New Nike concept store goes Live in LA

Experiential doesn't mean the same for every brand, concept or customer. That's a lesson the retailer is taking to heart as it iterates on the future of direct-to-consumer stores.

These days, brands are tripping over each other to create personalized experiences that will draw customers into stores and keep them coming back. Retailers and brands have opened pop-up and concept stores galore with varying degrees of success.

But experiential doesn't mean the same for every brand, concept or customer. That's a lesson that companies like Nike are taking to heart as they iterate on the future of direct-to-consumer stores — and localization is key to making it all work.

The way Nike thinks about converging physical and digital worlds may be most clearly represented in its latest concept, Nike Live. The first such store, Nike by Melrose, is a 4,557 square-foot, single-level space located at 8552 Melrose Avenue in Los Angeles. The store, which has "pop-up vibes" but won't go away anytime soon, is nestled along a fashionable, upscale retail strip in a neighborhood also home to single family houses and premium apartments. It's also just an eight minute walk from Nordstrom's Local concept, which similarly uses data to personalize its store to fit the local community.

At its core, Nike Live aims to reflect the needs of its "sport and speed obsessed" NikePlus members in the community by using data to personalize experiences, services and its product assortment.

From ideation to open doors, the process took about eight months, Cathy Sparks, VP and GM of Global Nike Direct Stores, told Retail Dive in an interview. To Sparks, who worked on the concept with a core team of 12 people, the store is like a baby. And if it grows up quickly, the aim is to scale the model, as well as specific services and features, to the company's U.S. store fleet and beyond.

Is localization the future of stores?

Nike Live is the brand's first concept that is declaratively dedicated to being a hub for members. "We need our stores to better reflect the consumers in that marketplace and member insights is how we will do that," Sparks said. "The future of service will be very personal. We will know you so well we will be incredibly relevant with the product we give and the services we offer."

For the new store, that means catering to a "style and fitness customer" who loves to look good, workout, is style conscious, spends time with friends and expects high service levels, Sparks added.

Inside the first Nike live store in Los Angeles.
 
Credit: Nike
 

Targeting the most engaged customers is something industry experts see as a step in the right direction. Member activity increased 48% over last year, according to data provided by Nike.

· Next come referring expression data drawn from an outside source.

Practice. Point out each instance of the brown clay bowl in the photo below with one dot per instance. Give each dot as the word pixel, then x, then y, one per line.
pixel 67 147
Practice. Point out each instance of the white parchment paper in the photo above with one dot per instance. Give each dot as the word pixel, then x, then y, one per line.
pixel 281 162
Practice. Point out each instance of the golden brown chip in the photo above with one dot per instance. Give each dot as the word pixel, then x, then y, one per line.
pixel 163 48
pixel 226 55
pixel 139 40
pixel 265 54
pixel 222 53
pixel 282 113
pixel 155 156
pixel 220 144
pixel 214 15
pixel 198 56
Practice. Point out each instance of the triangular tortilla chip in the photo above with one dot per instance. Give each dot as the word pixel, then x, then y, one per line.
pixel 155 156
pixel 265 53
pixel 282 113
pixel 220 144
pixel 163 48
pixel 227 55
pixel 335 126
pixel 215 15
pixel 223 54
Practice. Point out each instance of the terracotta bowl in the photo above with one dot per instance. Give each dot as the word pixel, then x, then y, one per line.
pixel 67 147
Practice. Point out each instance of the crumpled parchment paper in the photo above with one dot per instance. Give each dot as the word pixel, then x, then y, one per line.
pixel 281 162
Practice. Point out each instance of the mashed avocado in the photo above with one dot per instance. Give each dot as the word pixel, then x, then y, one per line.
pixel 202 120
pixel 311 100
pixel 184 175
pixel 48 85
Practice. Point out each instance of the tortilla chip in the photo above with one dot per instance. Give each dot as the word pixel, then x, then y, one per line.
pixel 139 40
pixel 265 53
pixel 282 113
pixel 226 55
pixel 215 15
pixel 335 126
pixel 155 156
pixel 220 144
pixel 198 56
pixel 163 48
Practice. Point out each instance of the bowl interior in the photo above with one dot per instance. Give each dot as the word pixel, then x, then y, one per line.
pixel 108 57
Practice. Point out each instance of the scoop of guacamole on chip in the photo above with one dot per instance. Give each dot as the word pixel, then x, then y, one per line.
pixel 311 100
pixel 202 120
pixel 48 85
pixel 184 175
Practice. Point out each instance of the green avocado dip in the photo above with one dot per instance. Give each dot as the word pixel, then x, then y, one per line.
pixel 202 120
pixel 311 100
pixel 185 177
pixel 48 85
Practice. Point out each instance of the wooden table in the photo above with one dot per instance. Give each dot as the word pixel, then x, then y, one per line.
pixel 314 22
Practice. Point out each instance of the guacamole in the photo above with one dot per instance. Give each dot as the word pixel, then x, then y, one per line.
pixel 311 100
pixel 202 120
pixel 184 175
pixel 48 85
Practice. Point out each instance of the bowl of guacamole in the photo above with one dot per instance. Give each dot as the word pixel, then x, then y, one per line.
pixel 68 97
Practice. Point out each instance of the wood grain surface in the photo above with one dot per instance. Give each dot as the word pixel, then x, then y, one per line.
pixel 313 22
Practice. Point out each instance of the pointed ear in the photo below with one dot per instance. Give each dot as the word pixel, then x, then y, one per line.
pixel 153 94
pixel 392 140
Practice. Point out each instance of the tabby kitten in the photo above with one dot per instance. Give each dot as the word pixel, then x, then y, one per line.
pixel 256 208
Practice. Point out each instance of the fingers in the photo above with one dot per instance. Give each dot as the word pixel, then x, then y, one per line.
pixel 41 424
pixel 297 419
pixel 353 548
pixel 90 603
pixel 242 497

"Best customers are the place where you want to make the investment," Matt Powell, vice president and senior industry advisor for The NPD Group, told Retail Dive in an interview. "They have a greater affinity for the brand, buy more than the non-customer and the cost of acquisition of non-customer is high."

Hyperlocalization is one of the key trends today allowing retailers to get to know their core customers in a deeper way, but localized assortments often struggle when it comes to implementation, Matt Sargent, senior vice president of retail for Magid, told Retail Dive in an email.

"Many retailers rushed localized concepts to market," he said adding that he owns a Patagonia T-shirt "localized" to Minnesota featuring snow-capped mountains, which don't exist in the state.

"Nike is addressing this up front by letting the enormous traffic they generate on their website steer the merchandising. This gets to a core desire of millennials, which is to take part in a brand's development."